Kampanya boyunca Hollandalılar arasında özellikle hassas bir konu olan güvenlik ve göç konularında mesajlar verdi. Sosyal medyada köpeklerinin resimlerini yayınladı, kampanya klibinde boks eğitimi aldığı görüntüleri paylaştı.
Hollandalıların hassas olduğu göç konusunda, göçmenlere karşı sert politika uygulanması gerektiğini söyledi, hatta İslam ve göç karşıtı aşırı sağcı Geert Wilders ile koalisyona gidebileceğini açıkladı.
“Mesih” Omtzigt de iddialı
Seçimlerin diğer iddialı ismi Ağustos ayında kurduğu partisi Yeni Sosyal Sözleşme (NSC) ile bir anda Hollanda siyasetinde büyükler kulübüne giren 46 yaşındaki milletvekili Pieter Omtzigt. Popülist sağcı Omtzigt, yolsuzlukla mücadelesi nedeniyle ülkesinde ulusal bir kahraman hatta bir “mesih” olarak adlandırılıyor.
Eski Hıristiyan Demokrat milletvekili, etnik kökenlerine dayanarak yanlışlıkla çocuk yardımı dolandırıcılığıyla suçlanan 20 bin aileye ilişkin bir skandalı ortaya çıkardıktan sonra, 2021'de Mark Rutte hükümetini devirmesiyle tanınıyor. Bu sistem karşıtı aday, Hollanda'nın siyasi manzarasını sarsıyor ve değişim arayan seçmenlerin de ilgisini çekiyor.
Büyük bir devlet reformu vaat eden Omtzigt, "Daha iyi kontrole ihtiyacımız var ve bunu başarmak için Hollanda devletinin reformu da dahil olmak üzere büyük değişimlere ihtiyacımız var" mesajını veriyor.

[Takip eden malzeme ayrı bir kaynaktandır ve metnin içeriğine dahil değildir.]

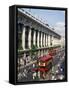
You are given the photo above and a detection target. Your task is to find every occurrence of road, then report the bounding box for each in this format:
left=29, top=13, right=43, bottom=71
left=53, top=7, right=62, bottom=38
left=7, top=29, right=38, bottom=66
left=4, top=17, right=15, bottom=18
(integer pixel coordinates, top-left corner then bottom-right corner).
left=18, top=47, right=65, bottom=82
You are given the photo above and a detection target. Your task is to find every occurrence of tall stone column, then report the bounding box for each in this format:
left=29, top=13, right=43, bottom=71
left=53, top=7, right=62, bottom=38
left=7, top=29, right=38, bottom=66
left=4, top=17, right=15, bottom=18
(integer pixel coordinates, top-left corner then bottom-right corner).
left=46, top=34, right=48, bottom=46
left=41, top=32, right=43, bottom=47
left=43, top=33, right=45, bottom=47
left=45, top=34, right=47, bottom=47
left=33, top=30, right=36, bottom=45
left=28, top=28, right=31, bottom=49
left=48, top=35, right=50, bottom=46
left=37, top=32, right=39, bottom=47
left=22, top=26, right=26, bottom=50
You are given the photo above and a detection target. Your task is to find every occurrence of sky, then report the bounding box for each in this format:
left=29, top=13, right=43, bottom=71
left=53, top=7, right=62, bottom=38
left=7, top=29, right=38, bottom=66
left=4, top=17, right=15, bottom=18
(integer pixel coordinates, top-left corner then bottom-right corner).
left=24, top=8, right=65, bottom=36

Yeşil-sol ve aşırı sağ yakın takipte
Anketlerde iki favorinin hemen arkasında, yeşiller ve sosyal demokratların ittifakına liderlik eden eski Avrupa Komiseri Frans Timmermans ve Hollanda siyasetinin bilinen yüzü aşırı sağcı Özgürlük Partisi (PVV) lideri Geert Wilders yer alıyor.
AB Yeşil Anlaşması'nı savunan, güçlü çevresel referanslara sahip ve AB içinde “güvenilir bir politikacı” olarak tanınan Timmermans, özellikle koalisyon ittifakları içinde yer alacak bir oranla seçilirse, iktidarın belirleyici isimlerinden birisi olacak.
“Başbakan olma konusunda iddialı olmadığını açıklayan Omtzigt, sandıktan güçlü bir oyla çıkarsa, iktidara sağın mı, solun mu geleceğine karar verebilecek kilit isim olacak.
Seçim kampanyasında ve anketlere önde görülen bir başka aday da, çiftçilerin AB tarafından getirilen çevre planlarına karşı öfkesinden beslenen ve elitlere savaş açan Çiftçi-Vatandaş Hareketi (BoerBurgerBeweging-BBB) ve lideri Caroline van der Plas.
Avrupa’daki Sarı Yelekliler gibi sosyal hareketler sonrası büyüyen ve Mart ayında yapılan seçimlerde etkileyici bir zafer kazanarak senatonun en büyük partisi olan BBB’nin de etkili olabileceği belirtiliyor. Buna rağmen anketler, BBB’nin, genel seçim kampanyasında gerilediğini ve dokuz sandalye çıkarabileceğini gösteriyor.